For a considerable period the persons attending the meetings of the Rev. Mr M’Menamy have received the most cruel opposition from the inhabitants of the Cowgate. They have seized every opportunity of waylaying and beating them most unmercifully, and the only assignable reason for such base conduct is, that the victims of it are searching the Word of God, inquiring the way of salvation, and abandoning the errors of Popery. Several cases of this kind, from time to time, were brought before the Police Court, but either from the prevarication of the witnesses, or the leniency of the Magistrates, they escaped punishment. They boasted of this, and determined to pursue the same course.
Two cases of assault of this nature were brought before the Police Court yesterday (Tuesday.) We cannot give a full report of all the facts connected with these outrages, but the following are the principal:—Jeremiah Clark, a respectable young man, a schoolmaster, who had been for some time attending the meetings of the Irish Mission, and inquiring after the truth, was standing at his own door, in Horse Wynd, on Sabbath evening.

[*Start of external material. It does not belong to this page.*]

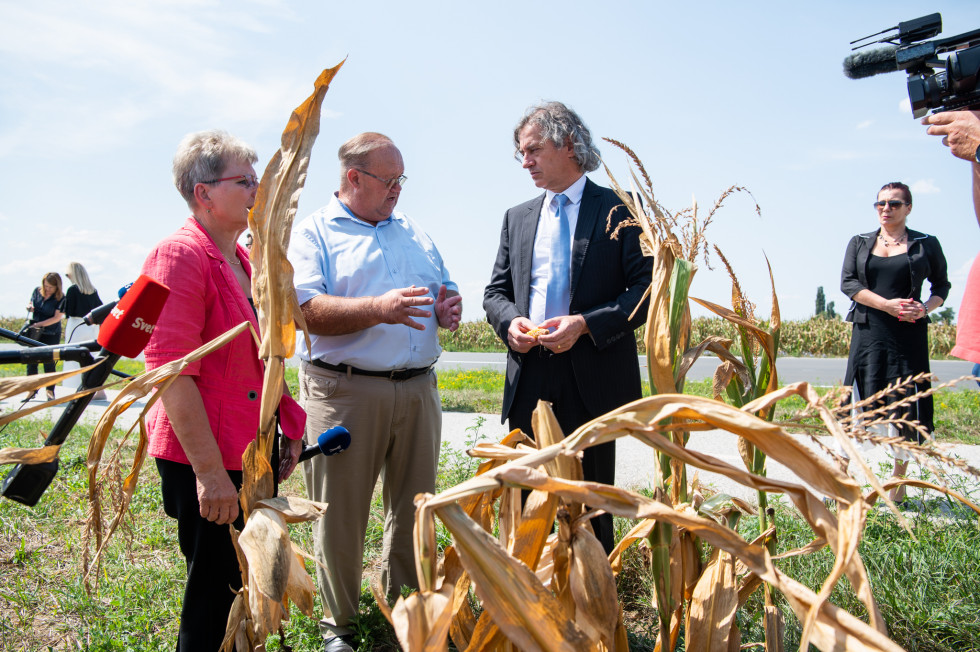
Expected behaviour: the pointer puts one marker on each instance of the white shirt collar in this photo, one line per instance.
(573, 192)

A man passing exclaimed, “There is one of M’Menamy’s men,” when, immediately, he was rushed upon by two others in the most savage manner, and knocked down. He then made his escape, and went into his own house. M’Levy, the criminal officer, passing by at the time, induced him to come down to identify the persons who had attacked him. Thinking himself safe under the protection of a policeman, he obeyed. The criminal officer conversed with him till a mob collected. Clark then, to his astonishment, found himself surrounded by a crowd, who knocked him down, kicked, beat, and bruised him to such an extent, that, had not a number of women, more merciful than the infuriated mob, cast themselves upon him, he would, doubtless, have been left on the spot a lifeless corpse!
These facts having been fully proved, Bailie Fyfe, the presiding judge, very ably summed up the evidence which had been given, found the parties placed at the bar guilty, and after very appropriately referring to the disgraceful nature of such actions, expressed his determination to punish as severely as the law would warrant him all those guilty of such shameful outrages on the peaceable and quiet inhabitants of this city. He then sentenced them to sixty days’ imprisonment.
Two persons were also charged with having attacked a person named Hopkins, in the Cowgate, on Monday, and having inflicted serious injury upon him. The only cause of this was, that this Hopkins is son-in-law to Thomas M’Lean, a convert from Popery, and connected with the Edinburgh Irish Mission. One of the persons pleaded guilty, and was sent for twenty days to prison; and the trial of the other is deferred till Wednesday (this day), to afford Hopkins an opportunity of being present, who was absent from Court, either from intimidation or an unwillingness to prosecute his assailants.
It is but justice to Mr Moxey to state, that, notwithstanding the prevarication of the witnesses and other difficulties, he succeeded in eliciting most satisfactorily all the facts, and throughout the entire case he manifested the utmost skill and judgment.